According to the World Health Organisation's chief scientist it could take up to five years to get the coronavirus pandemic under control. Soumya Swaminathan said that a host of factors would determine the amount of time it takes to control the crisis.
Swaminathan, in a Financial Times virtual panel discussion said, "Let's say we have a vaccine and we're able to cover the world's entire population, which may take, I don't know, three years, four years. So I would say in a four- to five-year timeframe we could be looking at controlling this."
The scientist said that vaccines appear to be the best way out now but there is no way of telling what the future holds and that the pandemic could also get worse. Swaminathan also said that if the virus mutates now then it will render all established coronavirus vaccines ineffective.
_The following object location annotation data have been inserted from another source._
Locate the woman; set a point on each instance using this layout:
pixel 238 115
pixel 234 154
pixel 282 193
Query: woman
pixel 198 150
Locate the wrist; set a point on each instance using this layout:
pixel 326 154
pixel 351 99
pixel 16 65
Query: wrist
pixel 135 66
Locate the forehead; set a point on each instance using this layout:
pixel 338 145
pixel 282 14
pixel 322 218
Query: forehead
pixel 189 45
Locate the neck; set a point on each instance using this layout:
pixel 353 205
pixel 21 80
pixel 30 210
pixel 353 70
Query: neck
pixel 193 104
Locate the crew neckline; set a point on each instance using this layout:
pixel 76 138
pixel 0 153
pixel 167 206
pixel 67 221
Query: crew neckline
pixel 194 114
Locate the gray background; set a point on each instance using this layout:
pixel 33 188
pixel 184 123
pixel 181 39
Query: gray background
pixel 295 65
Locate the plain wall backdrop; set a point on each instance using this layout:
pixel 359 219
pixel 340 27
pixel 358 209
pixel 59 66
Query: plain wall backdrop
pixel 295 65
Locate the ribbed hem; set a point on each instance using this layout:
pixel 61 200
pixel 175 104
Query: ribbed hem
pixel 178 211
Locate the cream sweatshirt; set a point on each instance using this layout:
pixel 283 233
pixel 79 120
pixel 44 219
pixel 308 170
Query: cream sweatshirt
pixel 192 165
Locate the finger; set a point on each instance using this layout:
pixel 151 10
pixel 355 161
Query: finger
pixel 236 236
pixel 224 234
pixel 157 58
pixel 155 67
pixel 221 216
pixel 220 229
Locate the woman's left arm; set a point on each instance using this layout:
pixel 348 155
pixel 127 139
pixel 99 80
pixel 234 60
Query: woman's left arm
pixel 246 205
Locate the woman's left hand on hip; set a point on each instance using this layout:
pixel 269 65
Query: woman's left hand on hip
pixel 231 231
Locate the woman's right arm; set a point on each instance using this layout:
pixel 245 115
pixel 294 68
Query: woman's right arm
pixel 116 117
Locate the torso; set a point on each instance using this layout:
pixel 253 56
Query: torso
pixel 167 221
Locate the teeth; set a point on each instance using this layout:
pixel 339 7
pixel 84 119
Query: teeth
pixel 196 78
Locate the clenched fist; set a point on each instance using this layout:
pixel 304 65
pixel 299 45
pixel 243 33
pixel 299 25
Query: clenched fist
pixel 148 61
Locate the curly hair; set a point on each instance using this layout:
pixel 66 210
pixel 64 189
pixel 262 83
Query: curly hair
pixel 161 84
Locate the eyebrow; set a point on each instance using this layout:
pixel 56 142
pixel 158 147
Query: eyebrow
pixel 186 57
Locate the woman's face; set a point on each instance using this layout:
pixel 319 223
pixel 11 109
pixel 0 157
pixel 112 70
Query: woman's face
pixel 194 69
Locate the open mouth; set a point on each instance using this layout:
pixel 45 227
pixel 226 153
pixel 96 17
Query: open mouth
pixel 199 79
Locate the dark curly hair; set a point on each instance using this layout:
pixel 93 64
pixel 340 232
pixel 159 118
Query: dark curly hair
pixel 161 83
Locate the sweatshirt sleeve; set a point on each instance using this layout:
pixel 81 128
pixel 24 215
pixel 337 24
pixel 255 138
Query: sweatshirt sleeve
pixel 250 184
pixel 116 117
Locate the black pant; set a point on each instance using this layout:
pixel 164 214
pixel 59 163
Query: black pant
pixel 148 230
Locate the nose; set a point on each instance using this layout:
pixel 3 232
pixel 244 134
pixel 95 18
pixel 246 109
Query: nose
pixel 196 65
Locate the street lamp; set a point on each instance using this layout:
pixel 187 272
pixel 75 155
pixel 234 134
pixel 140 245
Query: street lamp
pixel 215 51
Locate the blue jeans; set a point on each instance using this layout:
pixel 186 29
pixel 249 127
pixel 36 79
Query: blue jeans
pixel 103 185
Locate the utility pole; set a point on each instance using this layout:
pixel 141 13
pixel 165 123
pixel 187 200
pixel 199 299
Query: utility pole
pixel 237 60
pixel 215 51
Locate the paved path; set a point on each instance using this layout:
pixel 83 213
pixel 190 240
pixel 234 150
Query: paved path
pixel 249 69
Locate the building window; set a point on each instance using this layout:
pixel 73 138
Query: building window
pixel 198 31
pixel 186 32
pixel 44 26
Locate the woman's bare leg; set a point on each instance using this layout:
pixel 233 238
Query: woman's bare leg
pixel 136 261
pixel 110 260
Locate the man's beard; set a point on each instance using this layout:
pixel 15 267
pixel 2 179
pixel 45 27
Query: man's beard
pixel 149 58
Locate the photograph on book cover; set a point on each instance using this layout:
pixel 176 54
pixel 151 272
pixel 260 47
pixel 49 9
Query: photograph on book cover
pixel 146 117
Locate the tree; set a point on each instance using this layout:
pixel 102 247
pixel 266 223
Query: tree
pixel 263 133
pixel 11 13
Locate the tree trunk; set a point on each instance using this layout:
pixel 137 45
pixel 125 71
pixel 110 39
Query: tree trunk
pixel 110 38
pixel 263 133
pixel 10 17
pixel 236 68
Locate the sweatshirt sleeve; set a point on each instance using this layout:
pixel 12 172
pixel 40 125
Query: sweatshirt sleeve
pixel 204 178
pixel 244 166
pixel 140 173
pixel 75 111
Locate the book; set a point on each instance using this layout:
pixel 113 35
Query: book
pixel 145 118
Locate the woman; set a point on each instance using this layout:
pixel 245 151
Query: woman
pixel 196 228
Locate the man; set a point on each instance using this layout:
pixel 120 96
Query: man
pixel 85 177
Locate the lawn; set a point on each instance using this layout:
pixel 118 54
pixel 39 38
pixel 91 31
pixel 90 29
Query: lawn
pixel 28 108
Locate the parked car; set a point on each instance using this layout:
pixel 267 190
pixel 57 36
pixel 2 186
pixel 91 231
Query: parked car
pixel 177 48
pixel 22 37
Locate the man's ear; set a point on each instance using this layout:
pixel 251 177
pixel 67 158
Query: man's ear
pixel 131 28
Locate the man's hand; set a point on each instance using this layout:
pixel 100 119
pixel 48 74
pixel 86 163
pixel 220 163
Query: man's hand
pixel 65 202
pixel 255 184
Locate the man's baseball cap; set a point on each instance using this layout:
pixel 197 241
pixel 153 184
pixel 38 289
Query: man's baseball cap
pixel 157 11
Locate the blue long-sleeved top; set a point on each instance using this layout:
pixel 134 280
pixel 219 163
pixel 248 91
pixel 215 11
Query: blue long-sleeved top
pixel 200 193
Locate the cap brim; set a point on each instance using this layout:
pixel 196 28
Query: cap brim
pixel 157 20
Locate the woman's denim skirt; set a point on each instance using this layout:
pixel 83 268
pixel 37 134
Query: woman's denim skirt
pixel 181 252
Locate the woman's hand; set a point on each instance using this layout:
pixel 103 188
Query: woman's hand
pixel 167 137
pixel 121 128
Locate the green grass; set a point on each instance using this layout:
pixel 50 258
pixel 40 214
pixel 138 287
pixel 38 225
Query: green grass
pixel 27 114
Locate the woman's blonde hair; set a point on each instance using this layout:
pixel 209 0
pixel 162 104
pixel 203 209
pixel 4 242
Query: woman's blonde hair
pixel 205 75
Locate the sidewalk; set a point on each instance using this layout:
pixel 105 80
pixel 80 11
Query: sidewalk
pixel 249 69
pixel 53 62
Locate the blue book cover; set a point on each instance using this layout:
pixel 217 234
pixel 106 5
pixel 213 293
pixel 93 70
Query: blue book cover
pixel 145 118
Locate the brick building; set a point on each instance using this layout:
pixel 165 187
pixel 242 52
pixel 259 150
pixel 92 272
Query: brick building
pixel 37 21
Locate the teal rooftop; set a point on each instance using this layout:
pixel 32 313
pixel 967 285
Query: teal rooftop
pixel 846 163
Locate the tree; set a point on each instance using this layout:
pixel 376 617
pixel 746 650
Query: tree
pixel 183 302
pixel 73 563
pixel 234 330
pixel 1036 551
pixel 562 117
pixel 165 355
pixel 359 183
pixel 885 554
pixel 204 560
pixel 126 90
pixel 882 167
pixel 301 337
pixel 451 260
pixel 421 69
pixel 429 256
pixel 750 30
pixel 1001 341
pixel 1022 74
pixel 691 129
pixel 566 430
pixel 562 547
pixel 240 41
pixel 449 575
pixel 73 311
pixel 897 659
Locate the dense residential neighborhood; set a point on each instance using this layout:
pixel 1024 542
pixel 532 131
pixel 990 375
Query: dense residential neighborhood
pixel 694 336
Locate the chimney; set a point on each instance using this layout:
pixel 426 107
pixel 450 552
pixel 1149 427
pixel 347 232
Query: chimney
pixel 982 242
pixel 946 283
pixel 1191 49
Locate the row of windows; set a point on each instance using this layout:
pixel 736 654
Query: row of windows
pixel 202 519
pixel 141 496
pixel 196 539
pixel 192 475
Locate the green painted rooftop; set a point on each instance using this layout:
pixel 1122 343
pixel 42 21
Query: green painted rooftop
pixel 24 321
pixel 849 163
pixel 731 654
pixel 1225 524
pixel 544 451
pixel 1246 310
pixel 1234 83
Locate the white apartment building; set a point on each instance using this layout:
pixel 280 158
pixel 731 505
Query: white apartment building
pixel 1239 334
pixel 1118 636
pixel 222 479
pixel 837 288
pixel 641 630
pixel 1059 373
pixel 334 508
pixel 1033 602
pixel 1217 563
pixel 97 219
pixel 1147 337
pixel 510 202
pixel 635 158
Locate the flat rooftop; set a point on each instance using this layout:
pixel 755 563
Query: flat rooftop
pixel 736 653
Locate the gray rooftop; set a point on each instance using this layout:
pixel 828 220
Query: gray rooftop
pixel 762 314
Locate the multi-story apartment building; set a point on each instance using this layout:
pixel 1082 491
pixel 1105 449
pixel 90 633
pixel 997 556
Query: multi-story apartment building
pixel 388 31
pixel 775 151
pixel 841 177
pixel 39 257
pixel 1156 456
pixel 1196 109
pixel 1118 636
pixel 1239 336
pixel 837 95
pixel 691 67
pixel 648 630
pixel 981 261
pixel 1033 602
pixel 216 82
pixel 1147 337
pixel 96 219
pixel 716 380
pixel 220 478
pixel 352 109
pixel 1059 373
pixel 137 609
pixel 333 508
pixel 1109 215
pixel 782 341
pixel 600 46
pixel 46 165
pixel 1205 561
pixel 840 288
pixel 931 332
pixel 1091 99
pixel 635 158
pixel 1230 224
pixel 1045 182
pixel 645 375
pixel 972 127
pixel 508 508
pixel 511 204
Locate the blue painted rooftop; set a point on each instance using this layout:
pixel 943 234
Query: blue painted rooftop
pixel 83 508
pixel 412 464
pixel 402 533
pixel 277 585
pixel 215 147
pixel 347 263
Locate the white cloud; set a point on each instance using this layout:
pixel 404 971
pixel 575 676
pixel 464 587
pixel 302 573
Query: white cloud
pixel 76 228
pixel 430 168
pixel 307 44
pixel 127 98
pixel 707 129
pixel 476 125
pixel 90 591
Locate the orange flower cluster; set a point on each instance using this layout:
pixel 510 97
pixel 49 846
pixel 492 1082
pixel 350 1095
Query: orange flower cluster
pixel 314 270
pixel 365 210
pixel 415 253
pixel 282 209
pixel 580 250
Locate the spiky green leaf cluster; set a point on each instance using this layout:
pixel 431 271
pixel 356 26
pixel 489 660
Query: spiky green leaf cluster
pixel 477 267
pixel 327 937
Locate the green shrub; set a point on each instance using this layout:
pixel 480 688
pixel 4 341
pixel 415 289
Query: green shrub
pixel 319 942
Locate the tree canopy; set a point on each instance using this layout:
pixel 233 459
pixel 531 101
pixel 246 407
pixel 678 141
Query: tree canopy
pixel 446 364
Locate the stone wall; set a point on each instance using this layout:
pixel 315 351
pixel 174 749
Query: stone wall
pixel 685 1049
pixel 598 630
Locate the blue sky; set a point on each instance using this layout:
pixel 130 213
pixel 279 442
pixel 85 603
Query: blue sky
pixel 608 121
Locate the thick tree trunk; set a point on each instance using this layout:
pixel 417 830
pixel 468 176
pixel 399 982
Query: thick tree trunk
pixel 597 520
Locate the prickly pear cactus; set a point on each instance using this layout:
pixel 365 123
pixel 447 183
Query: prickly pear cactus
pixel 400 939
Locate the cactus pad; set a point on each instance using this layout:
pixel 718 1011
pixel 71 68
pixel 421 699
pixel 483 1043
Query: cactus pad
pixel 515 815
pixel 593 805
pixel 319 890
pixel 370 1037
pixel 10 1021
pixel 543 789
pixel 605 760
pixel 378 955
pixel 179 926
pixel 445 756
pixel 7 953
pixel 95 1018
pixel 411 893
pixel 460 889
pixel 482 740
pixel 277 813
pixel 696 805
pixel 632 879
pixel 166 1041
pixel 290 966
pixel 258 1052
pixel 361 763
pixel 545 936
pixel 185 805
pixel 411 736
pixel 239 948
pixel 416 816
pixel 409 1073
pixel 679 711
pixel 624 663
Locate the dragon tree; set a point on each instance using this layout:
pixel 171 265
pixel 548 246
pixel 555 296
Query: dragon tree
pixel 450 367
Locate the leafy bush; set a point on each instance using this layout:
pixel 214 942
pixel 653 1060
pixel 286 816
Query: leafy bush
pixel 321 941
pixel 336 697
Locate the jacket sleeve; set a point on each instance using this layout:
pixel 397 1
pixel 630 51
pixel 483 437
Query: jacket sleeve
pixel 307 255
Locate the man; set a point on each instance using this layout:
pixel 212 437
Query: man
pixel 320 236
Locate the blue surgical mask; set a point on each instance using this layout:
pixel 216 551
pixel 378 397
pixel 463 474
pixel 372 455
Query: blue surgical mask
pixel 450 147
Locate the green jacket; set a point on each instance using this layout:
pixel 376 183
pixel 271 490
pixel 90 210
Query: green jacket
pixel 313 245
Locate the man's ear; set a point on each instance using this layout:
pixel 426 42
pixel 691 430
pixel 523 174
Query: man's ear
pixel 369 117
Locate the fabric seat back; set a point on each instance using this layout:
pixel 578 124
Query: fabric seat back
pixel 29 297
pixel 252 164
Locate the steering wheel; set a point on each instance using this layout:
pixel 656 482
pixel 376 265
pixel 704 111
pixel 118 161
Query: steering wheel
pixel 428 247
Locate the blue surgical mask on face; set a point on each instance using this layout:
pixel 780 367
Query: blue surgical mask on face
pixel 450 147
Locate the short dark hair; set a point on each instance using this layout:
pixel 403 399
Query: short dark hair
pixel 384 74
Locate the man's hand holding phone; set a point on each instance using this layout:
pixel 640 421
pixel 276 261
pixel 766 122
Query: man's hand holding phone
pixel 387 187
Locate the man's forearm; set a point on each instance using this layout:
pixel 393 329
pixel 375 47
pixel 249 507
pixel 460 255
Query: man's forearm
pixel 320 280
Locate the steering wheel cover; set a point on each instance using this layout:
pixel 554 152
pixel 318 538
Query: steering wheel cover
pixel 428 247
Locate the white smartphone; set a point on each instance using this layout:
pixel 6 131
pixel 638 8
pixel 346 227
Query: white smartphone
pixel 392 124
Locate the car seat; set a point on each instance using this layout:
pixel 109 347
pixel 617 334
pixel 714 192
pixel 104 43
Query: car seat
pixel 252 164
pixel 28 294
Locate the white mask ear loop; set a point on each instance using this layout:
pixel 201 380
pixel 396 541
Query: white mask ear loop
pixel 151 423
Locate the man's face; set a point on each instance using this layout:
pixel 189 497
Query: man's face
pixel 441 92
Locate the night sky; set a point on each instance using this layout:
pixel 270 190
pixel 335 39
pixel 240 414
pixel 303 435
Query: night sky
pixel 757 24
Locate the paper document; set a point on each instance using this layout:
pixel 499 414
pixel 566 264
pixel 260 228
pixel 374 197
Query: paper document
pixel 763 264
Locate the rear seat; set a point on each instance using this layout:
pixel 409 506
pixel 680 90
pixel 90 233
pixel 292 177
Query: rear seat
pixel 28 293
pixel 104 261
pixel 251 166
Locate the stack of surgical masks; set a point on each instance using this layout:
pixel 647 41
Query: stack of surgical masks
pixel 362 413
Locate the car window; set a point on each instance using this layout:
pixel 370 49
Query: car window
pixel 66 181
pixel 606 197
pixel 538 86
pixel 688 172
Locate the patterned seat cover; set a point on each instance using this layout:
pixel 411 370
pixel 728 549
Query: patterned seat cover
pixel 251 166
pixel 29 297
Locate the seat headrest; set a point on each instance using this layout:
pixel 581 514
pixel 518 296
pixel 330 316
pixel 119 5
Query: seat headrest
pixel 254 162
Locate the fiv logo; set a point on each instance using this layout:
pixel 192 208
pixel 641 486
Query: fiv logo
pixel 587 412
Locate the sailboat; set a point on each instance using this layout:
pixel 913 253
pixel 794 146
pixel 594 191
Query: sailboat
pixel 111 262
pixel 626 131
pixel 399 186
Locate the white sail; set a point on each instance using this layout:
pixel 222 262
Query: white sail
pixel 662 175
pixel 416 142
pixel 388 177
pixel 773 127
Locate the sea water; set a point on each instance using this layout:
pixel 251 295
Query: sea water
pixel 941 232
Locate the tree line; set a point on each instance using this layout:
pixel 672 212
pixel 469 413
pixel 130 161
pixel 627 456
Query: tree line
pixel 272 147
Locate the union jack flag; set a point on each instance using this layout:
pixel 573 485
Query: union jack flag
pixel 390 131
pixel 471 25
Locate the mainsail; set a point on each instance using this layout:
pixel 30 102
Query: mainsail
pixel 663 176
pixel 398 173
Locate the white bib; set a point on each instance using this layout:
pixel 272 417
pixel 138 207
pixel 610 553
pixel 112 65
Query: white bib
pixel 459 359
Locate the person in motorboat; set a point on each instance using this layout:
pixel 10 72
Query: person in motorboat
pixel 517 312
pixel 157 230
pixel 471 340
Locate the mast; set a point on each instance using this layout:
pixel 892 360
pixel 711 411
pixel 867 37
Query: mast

She said that the biggest challenge at this time is weighing health risks against economic reopenings. Swaminathan said that the capacity of healthcare systems must also be considered and special attention must be paid to nursing homes, sporting events and religious places.
Swaminathan dismissed the option of herd immunity pointing out that it would mean accepting a "high rate of deaths".
Peter Piot, professor of global health at the London School of Hygiene and Tropical Medicine pointed out during the discussion that only smallpox has been eradicated as a human disease. He said that as a society, we would need to find a way to live with coronavirus. Piot also said that that society would have to move on from broad lockdowns to targeted approaches.